沉默了一会,苏胤很轻地笑了一声:“我不是故意想瞒你。”

萧湛的目光从苏胤身上离开,而后虚虚地落在床帷上:“你自从离开秦州府以后,便有心事,还瞒着我,是很重要吗?”

苏胤的呼吸很轻的顿了一下,额间往萧湛的肩膀上蹭了蹭:“嗯,我恢复了记忆,想明白了许多事情。”

第216章

温柔的掌心虚虚盖在苏胤卷翘的眼睫上,萧湛半敛着眸子:“放心,我们不会重蹈覆辙的。”

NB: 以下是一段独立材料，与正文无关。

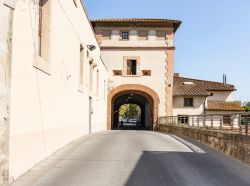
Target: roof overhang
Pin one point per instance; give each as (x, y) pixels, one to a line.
(137, 22)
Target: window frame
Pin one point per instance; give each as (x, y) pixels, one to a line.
(42, 62)
(187, 103)
(125, 66)
(183, 119)
(122, 35)
(81, 68)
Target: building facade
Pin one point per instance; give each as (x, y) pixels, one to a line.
(138, 54)
(200, 97)
(58, 81)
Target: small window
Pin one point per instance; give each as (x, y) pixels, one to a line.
(188, 102)
(161, 35)
(143, 35)
(146, 72)
(183, 119)
(44, 29)
(106, 35)
(97, 83)
(125, 35)
(117, 72)
(81, 66)
(131, 67)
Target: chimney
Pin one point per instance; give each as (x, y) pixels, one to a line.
(176, 74)
(224, 78)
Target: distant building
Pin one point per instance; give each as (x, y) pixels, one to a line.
(198, 97)
(138, 54)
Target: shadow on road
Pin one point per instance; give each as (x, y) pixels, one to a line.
(184, 169)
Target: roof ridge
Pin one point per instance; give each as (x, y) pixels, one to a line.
(204, 80)
(131, 19)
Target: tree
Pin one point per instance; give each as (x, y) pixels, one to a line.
(247, 106)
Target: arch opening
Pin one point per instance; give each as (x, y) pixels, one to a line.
(130, 116)
(145, 98)
(131, 122)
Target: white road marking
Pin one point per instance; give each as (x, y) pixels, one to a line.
(190, 145)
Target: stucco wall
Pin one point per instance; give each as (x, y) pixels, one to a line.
(153, 60)
(221, 96)
(49, 111)
(179, 109)
(5, 77)
(235, 145)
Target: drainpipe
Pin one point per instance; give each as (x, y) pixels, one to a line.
(6, 23)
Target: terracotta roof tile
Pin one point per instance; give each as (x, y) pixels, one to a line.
(195, 87)
(224, 106)
(136, 22)
(189, 90)
(145, 20)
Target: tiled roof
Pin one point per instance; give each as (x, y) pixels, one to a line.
(194, 87)
(145, 20)
(189, 90)
(223, 106)
(138, 21)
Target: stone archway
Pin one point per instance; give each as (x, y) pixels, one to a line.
(135, 88)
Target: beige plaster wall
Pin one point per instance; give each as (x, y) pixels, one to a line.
(153, 60)
(179, 109)
(221, 96)
(49, 111)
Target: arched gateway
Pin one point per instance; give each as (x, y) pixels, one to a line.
(141, 95)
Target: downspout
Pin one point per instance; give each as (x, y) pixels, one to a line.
(6, 22)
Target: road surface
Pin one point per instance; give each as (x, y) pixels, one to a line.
(138, 158)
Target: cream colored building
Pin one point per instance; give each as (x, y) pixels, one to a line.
(58, 80)
(138, 54)
(199, 97)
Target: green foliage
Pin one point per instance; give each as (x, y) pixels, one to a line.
(129, 110)
(247, 106)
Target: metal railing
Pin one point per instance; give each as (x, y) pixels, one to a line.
(233, 123)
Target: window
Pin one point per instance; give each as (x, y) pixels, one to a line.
(143, 35)
(131, 67)
(81, 70)
(146, 72)
(117, 72)
(106, 35)
(44, 29)
(125, 35)
(104, 90)
(91, 77)
(75, 2)
(183, 119)
(226, 119)
(188, 102)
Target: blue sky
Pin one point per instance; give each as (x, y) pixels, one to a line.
(214, 37)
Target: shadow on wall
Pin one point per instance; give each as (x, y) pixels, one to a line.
(184, 169)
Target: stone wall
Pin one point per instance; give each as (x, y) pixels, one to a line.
(235, 145)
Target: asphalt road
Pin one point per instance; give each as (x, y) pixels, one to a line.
(139, 158)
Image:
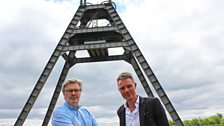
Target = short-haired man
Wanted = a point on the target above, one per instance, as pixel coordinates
(138, 111)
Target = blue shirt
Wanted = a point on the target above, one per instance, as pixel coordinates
(66, 115)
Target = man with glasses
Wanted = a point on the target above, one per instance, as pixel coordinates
(71, 113)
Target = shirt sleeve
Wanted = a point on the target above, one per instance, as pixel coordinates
(61, 118)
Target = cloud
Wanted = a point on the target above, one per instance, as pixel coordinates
(181, 40)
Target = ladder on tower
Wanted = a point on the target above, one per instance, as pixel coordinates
(96, 40)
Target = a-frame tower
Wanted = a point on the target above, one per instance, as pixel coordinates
(95, 39)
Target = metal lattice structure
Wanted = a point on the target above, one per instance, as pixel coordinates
(96, 40)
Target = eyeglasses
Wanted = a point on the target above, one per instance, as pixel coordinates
(75, 90)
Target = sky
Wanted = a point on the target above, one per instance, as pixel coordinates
(182, 41)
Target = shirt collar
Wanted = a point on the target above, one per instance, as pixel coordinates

苏胤先是一顿,萧湛能感觉道自己掌心被睫毛轻轻刮过,那种触感一直满眼到心底。

“萧长衍。”

萧湛轻笑了一声,语气中故意带了几缕肆意的轻松:“不管你信不信,我是特地来寻你的。这辈子,你是注定要跟着我了。谁都无法阻止,便是......”

“便是天下都与我等为敌,也不行。”苏胤抓上了萧湛的手掌,将萧湛的手掌移开,轻轻捏了捏,接过了萧湛接下去要说的话:“我虽然不知道当年为何小叔和萧闲将军会走到哪一步,但是,我也不愿意在重蹈覆辙。”

萧湛顺势在苏胤的鼻尖轻轻一点:“那你再躲什么?”

苏胤盯着萧湛看一会儿,琥珀色的瞳孔如同仙人遗落在人间的琉璃珠子,干净而纯粹:“我想争一争,萧长衍,我想争了。”

萧湛忽地一顿,迎上苏胤的眸子,心中顿时泛起一抹难掩的酸软,这人之前还在自己的怀里说,他不想争,他要的从来都不是天下,他明明只想着,与自己一起回北境罢了:“傻瓜,我可以护住你,也可以护住你家人,

你信我。”

“可是,我不想忍了。我长在苏家,养在苏家。可因为那个人,我母亲没了,舅舅隐姓埋名,这些年,苏家甚至没有一个新人,只有我和外公。没有血缘,不揽门生,他是时时刻刻都再为我。”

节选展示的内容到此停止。